During a mean follow-up of 3.7 years, patients who underwent IVUS-guided PCI experienced lower risk for mortality (adjusted HR = 0.903; 95% CI, 0.885-0.922), MI (aHR = 0.899; 95% CI, 0.893-0.904) and repeat revascularization (aHR = 0.893; 95% CI, 0.887-0.898) compared with those who received angiography-guided PCI.
“It remains unknown whether the benefits of IVUS use in our study is linked to pre-stent imaging for PCI planning (ie, stent size and length, need for atherectomy, etc) vs. post-stent imaging for stent optimization (ie, stent expansion and apposition, ruling out complications such as edge dissection, etc), or both,” Mentias said in an interview. “It is also unclear if the favorable outcomes are entirely related to the use of IVUS or in some ways also reflect outcomes in the hands of experienced operators who utilize intravascular imaging for PCI optimization.
“The reluctance to routine use of IVUS in PCI in the U.S. is likely multifactorial, including high cost without adequate reimbursement, concern about being time-consuming and possibly lack of knowledge about its benefits or how to adequately interpret the data and act on it.” Mentias told Healio. “To help overcome these obstacles, regulators and payors should recognize the importance of IVUS in improving outcomes and start a national discussion about the appropriate reimbursement model, and the professional societies should continue to enforce the role of intravascular imaging in PCI in educational meetings and practice guidelines.”

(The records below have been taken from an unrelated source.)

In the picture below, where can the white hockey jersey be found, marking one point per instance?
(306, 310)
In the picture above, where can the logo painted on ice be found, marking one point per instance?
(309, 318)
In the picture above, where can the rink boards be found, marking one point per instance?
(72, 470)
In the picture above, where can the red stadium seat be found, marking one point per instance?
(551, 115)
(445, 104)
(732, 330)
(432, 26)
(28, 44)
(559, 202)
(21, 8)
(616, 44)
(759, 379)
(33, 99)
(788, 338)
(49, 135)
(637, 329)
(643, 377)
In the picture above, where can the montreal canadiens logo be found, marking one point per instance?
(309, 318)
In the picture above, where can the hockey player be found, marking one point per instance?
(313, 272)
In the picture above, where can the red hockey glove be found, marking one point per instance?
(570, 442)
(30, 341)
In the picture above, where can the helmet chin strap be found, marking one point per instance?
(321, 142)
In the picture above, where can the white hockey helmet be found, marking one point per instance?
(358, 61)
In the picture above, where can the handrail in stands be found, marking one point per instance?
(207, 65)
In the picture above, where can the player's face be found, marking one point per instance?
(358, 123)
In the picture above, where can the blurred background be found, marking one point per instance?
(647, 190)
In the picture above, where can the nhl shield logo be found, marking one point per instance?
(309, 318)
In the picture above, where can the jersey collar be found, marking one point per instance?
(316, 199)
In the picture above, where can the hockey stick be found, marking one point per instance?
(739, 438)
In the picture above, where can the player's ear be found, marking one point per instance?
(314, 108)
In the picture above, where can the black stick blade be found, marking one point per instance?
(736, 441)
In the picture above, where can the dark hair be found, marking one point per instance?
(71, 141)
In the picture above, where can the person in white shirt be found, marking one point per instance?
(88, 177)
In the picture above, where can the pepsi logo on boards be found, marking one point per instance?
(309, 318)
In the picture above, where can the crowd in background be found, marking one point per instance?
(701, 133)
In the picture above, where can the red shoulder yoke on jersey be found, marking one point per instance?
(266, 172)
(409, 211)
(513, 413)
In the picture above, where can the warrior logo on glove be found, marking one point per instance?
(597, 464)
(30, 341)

IVUS ‘should become a mainstay’
“Collectively, the body of evidence investigating the role of IVUS in PCI guidance has matured and data consistently suggest that imaging-guided PCI should become a mainstay of complex PCI procedures,” Lorenz Räber, MD, PhD, and Yasushi Ueki, MD, interventional cardiologists at Bern University Hospital, Switzerland, wrote in a related editorial. “To close the gap between evidence and clinical practice, reimbursement for imaging catheters, easy-to-use semiautomated software applications, and standardized and widespread education are crucial.”